The Raiders came out and went 74 yards on 10 plays to score a touchdown on the opening drive of the game. Then they simply stopped playing. After falling behind to an early 7-0 deficit, the Miami Dolphins scored 38 unanswered points and absolutely buried the Raiders. Miami didn’t have to punt the ball until the fourth quarter, as quarterback Ryan Tannehill looked like an All-Pro against the inept Raiders defense and the Dolphins gained over 150 yards on the ground.
Once again, the Raiders found themselves looking inept in every way possible. Aside from that opening drive, there are no positives to take away from this game. There was no individual standout who played hard in spite of the mess surrounding him. There is no solace in the team staying healthy, as starting quarterback Derek Carr will now likely missed significant time with a high ankle sprain and a sprained MCL.

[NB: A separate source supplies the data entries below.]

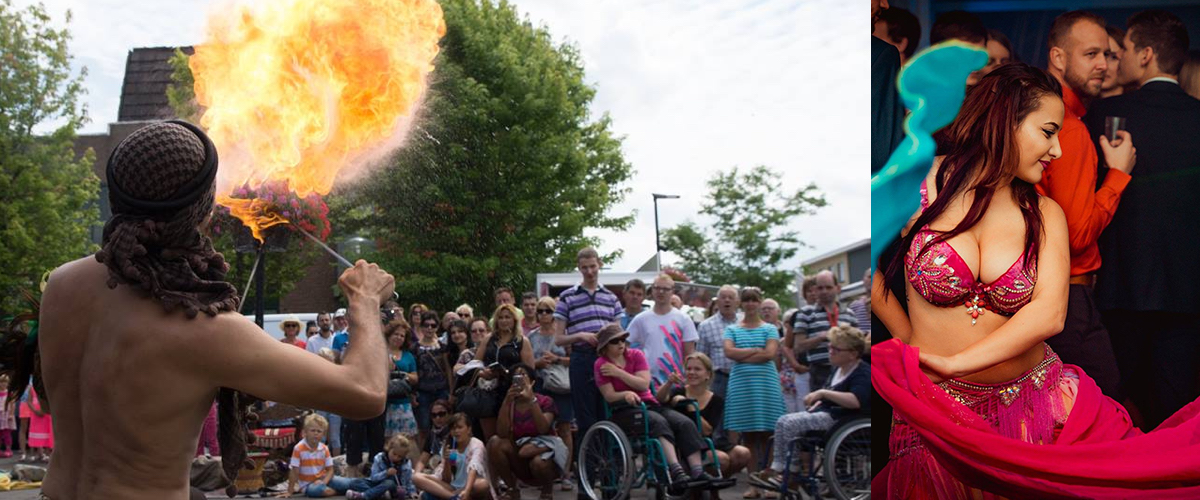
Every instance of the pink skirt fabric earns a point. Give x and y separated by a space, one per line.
1047 434
7 419
41 432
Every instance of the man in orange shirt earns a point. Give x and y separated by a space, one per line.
1078 48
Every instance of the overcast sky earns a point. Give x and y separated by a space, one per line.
694 86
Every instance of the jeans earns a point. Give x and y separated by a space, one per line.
585 395
337 483
373 492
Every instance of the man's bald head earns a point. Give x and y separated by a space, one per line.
827 288
661 290
769 311
727 300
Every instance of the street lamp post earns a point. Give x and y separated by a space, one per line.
658 242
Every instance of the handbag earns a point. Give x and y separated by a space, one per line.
557 379
475 401
399 386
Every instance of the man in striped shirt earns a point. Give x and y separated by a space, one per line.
712 336
582 311
813 324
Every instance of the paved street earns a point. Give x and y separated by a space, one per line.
528 493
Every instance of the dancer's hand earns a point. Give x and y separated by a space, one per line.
1120 154
939 368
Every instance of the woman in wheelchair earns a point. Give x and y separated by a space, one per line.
694 385
846 393
624 379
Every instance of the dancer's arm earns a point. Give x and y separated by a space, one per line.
1038 320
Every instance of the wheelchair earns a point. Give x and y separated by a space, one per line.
843 455
611 465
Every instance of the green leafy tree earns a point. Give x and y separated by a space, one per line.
749 240
283 269
504 173
47 194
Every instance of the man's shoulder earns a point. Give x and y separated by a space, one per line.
883 53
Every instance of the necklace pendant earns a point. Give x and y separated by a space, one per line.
975 309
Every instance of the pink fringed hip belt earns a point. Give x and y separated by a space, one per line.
1030 408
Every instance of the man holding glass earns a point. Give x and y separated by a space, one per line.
1150 284
1078 47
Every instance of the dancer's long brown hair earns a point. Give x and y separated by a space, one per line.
982 155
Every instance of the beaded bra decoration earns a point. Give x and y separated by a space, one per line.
940 275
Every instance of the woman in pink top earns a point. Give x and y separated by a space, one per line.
624 379
525 446
983 408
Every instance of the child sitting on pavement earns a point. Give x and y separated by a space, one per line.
312 467
390 471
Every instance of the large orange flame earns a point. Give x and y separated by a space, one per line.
310 91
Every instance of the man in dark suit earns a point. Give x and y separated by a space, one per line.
1149 284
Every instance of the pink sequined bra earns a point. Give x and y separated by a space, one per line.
941 276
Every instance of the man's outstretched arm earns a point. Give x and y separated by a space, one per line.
239 355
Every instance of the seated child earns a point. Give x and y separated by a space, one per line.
390 471
312 467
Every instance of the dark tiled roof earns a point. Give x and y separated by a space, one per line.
147 76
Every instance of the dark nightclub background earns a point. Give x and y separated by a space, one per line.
1027 22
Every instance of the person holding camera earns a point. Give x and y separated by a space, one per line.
525 446
403 367
505 348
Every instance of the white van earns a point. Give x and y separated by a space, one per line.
271 323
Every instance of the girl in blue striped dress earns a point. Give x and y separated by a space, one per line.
755 399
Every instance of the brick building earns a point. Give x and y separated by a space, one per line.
144 100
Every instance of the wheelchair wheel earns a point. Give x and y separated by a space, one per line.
606 462
849 461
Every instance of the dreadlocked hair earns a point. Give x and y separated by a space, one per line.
163 253
161 190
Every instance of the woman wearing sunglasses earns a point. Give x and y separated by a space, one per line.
547 355
433 371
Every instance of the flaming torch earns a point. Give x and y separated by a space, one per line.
301 94
307 92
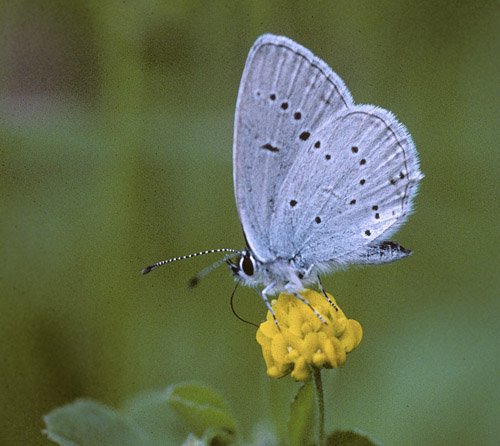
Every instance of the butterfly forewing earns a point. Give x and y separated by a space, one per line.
286 95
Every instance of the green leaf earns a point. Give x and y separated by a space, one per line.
201 408
87 422
193 440
350 438
302 422
152 412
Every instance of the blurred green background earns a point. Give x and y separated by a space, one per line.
116 136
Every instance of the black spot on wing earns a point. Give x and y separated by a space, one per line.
269 147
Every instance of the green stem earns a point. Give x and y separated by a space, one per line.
321 406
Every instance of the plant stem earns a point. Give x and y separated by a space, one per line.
321 406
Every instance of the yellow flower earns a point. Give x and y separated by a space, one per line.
303 341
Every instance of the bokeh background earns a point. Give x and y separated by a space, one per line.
115 138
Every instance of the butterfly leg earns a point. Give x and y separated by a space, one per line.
324 294
263 294
298 296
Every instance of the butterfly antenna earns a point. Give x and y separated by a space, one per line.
189 256
234 311
204 272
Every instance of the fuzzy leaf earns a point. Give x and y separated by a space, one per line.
201 408
151 410
89 423
350 438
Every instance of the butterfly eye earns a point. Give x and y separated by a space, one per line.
246 264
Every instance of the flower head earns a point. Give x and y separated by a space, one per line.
303 341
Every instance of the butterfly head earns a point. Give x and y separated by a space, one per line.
245 266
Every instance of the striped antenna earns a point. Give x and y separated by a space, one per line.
204 272
174 259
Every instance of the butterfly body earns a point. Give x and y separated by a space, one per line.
320 183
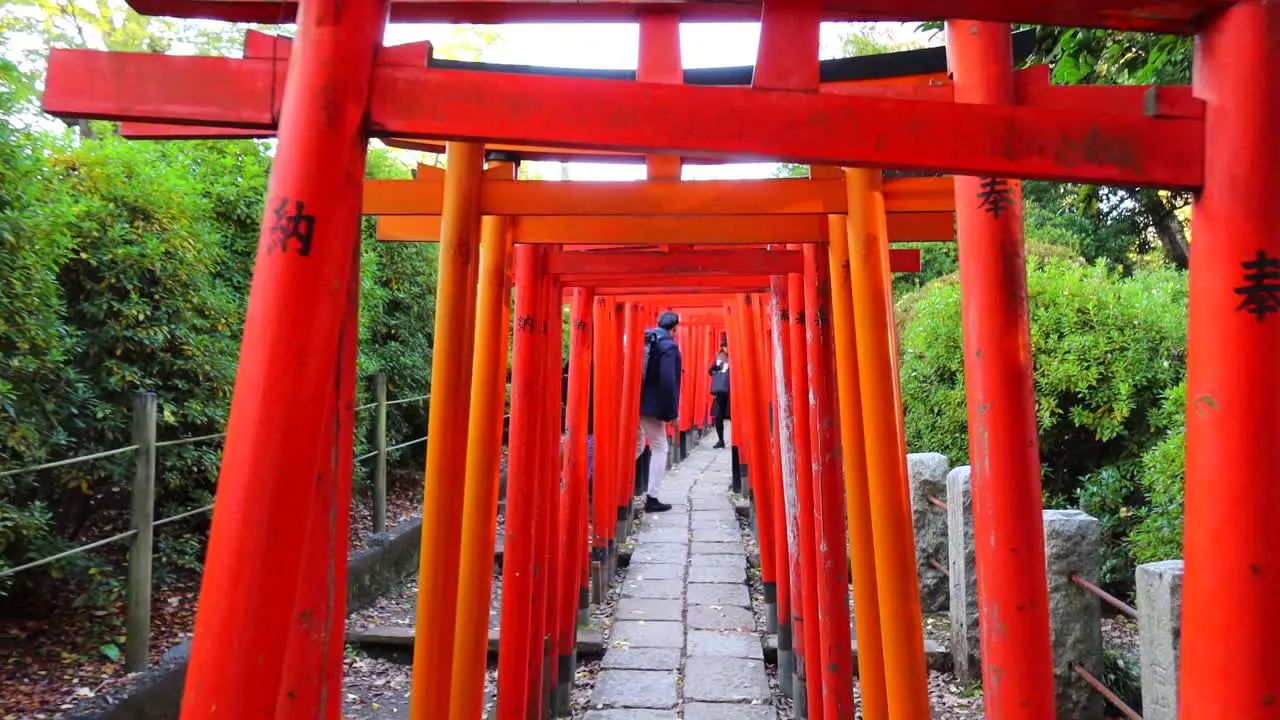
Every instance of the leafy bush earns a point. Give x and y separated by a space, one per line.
124 267
1109 354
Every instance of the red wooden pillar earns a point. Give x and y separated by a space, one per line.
629 411
832 556
519 552
785 510
808 619
307 263
604 443
575 537
1004 441
542 661
752 365
1233 419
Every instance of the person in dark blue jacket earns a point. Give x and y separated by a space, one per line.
659 402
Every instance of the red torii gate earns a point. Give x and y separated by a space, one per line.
338 95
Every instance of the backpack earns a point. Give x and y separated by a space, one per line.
650 351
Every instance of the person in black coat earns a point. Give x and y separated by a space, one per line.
659 401
720 395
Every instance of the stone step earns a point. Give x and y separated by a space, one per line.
936 657
397 638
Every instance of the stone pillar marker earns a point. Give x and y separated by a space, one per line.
1074 614
927 477
964 578
1160 630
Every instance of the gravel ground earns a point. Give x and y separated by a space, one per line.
947 698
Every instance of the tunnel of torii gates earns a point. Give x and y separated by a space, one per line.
795 272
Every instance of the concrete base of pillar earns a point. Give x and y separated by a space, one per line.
786 660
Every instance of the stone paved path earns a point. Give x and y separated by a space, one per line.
685 642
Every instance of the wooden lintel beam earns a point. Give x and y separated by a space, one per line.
1065 145
1150 16
708 263
726 229
658 197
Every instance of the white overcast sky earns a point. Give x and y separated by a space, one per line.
616 46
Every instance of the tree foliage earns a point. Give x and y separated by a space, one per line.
1110 356
124 267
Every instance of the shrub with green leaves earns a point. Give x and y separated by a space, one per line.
1109 351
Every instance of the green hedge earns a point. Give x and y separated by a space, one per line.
126 267
1110 358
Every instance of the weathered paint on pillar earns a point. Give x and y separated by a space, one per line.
886 463
837 664
517 568
447 427
862 547
484 450
801 433
307 261
1004 441
1233 419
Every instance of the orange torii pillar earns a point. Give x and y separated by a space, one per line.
574 554
862 547
447 427
603 447
1233 419
629 415
520 618
754 409
484 450
286 388
1004 438
896 582
785 529
832 569
804 615
543 662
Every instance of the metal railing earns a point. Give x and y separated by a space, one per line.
141 533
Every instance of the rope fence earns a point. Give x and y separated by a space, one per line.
141 533
1124 607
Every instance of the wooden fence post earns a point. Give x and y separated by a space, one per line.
380 459
137 621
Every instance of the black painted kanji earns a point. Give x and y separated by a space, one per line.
292 226
995 196
1261 296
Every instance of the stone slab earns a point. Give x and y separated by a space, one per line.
658 554
700 548
704 533
656 572
717 561
641 659
728 711
721 618
654 589
726 516
726 679
631 714
635 688
644 633
636 609
700 593
713 574
675 533
711 643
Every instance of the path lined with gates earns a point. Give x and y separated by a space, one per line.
685 642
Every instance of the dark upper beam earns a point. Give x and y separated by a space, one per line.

The only solace Raiders fans will find is in the fact that they have a bye week coming up (think spring break for Raider Nation) and that when they come back from the bye, Dennis Allen will likely no longer be with the team.
Would firing Allen really make any difference for this team? No, probably not. The group is so bad that it won’t be able to truly improve until it gets at least one more offseason to gel and add some more talent. So why would fans find solace in firing Allen? First of all, it’s somewhere to direct anger. I know that is not the most logical of reasons, but truth is truth. Fans (and possibly players) will get a sense of relief from feeling like someone, ANYONE, is paying for the travesty being forced upon them.
And there is the unmistakable truth Dennis Allen is clearly not the answer. Four games into the third year of his tenure with the Raiders and things are only getting worse. There is no improvement from the team and no hope that any improvement is impending. As the saying goes, if you aren’t part of the solution, you are part of the problem. Allen’s time with the Raiders is clearly coming to an end in short order — there may not be many benefits to firing him now as opposed to at the end of the season, but there aren’t many benefits to keeping him around much longer either.